İslâm-hıristiyan mukayesesi

Sual: Bazı Almanlar, İslâmiyeti incelemek, hıristiyanlıkla karşılaştırmak istiyorlar. Onlara hangi kitabı tavsiye edelim? Bir de din ve hıristiyanlık hakkında bilgi verir misiniz?

CEVAP

Hakikat Kitabevi yayınlarından (Herkese Lazım Olan İman) ve (Cevap Veremedi) gibi eserlerde müslümanlığa ve hıristiyanlığa ait çok bilgi vardır. Müslümanlığı doğru olarak öğrenmek istiyen herkese bu değerli eserleri tavsiye ederiz.
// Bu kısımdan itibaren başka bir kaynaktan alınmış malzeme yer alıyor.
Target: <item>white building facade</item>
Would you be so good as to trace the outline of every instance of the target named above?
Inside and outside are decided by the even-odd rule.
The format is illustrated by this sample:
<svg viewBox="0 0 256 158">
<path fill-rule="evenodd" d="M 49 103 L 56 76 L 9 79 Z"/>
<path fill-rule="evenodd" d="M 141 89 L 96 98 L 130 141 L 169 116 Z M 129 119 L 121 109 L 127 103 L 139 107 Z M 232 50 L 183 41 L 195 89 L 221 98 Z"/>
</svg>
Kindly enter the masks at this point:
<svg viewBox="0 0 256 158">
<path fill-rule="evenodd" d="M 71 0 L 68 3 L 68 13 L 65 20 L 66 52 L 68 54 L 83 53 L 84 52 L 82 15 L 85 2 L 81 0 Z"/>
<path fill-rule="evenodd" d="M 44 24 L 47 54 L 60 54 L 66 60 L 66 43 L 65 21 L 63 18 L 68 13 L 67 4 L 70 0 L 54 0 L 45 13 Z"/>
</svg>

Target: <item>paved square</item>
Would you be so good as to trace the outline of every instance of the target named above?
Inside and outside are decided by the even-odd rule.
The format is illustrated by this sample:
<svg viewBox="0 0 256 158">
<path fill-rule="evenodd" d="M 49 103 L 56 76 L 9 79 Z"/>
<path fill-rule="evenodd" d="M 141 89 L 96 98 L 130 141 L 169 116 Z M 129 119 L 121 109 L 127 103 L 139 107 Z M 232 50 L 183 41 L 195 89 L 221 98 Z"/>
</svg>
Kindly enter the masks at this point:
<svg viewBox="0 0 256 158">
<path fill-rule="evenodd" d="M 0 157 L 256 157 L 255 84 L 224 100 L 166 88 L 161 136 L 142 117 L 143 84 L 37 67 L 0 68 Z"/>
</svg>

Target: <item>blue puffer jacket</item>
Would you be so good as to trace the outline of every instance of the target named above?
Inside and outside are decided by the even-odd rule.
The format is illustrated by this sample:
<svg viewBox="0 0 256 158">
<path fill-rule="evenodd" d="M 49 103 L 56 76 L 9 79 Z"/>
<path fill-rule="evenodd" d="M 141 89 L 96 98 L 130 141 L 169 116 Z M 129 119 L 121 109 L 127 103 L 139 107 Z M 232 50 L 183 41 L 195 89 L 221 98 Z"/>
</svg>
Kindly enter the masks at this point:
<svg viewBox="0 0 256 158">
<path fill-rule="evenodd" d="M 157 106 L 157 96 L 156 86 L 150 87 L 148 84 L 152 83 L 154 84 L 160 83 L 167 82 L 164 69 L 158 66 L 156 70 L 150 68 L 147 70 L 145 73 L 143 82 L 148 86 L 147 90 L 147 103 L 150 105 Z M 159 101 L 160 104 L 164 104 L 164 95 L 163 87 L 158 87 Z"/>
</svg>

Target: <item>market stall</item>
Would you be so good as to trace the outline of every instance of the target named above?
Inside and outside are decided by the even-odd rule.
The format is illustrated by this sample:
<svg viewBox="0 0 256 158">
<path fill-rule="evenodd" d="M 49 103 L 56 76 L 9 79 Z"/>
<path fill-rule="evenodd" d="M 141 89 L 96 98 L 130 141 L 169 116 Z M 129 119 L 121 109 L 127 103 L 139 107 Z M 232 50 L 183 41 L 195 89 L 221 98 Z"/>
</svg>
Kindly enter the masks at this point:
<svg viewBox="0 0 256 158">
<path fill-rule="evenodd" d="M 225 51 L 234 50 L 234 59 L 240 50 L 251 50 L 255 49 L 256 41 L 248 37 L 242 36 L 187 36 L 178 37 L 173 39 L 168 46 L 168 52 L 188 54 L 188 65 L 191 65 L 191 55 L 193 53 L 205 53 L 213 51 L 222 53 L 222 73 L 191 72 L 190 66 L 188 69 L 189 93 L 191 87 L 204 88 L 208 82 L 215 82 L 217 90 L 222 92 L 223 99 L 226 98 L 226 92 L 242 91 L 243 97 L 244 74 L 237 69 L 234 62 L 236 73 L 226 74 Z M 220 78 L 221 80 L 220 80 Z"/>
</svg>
Rabbimiz önce Âdem aleyhisselamı, sonra Havva validemizi yarattı. Bunların çocukları oldu. Bunlardan da çocuklar meydana geldi. Allahü teâlâ zaman zaman peygamberler gönderip insanları, doğru yola, Hak yola davet etti. Bu peygamberlerin hepsi bir Allaha inanmayı, öldükten sonra dirilmeyi, Cenneti, Cehennemi bildirdi. Yani bütün peygamberler aynı imanı bildirdiler. Hz. Nuh, neyi bildirmişse Hz. İbrahim, Hz. Musa, Hz. İsa ve Hz. Muhammed de aynı imanı bildirmiştir. Hepsinin gayesi de insanları dünya ve ahiret saadetine kavuşturmaktır.

Hz. Musanın kavmindeki şahısların hataları Hz. Musaya yüklenemiyeceği gibi, Hz. İsaya tabi olanların da hataları, İsa aleyhisselama yüklenemez. Bugün dünyadaki çeşitli ırklara mensup müslümanlardaki hataları görüp de peygamberleri veya Allahı inkar etmek doğru olmaz.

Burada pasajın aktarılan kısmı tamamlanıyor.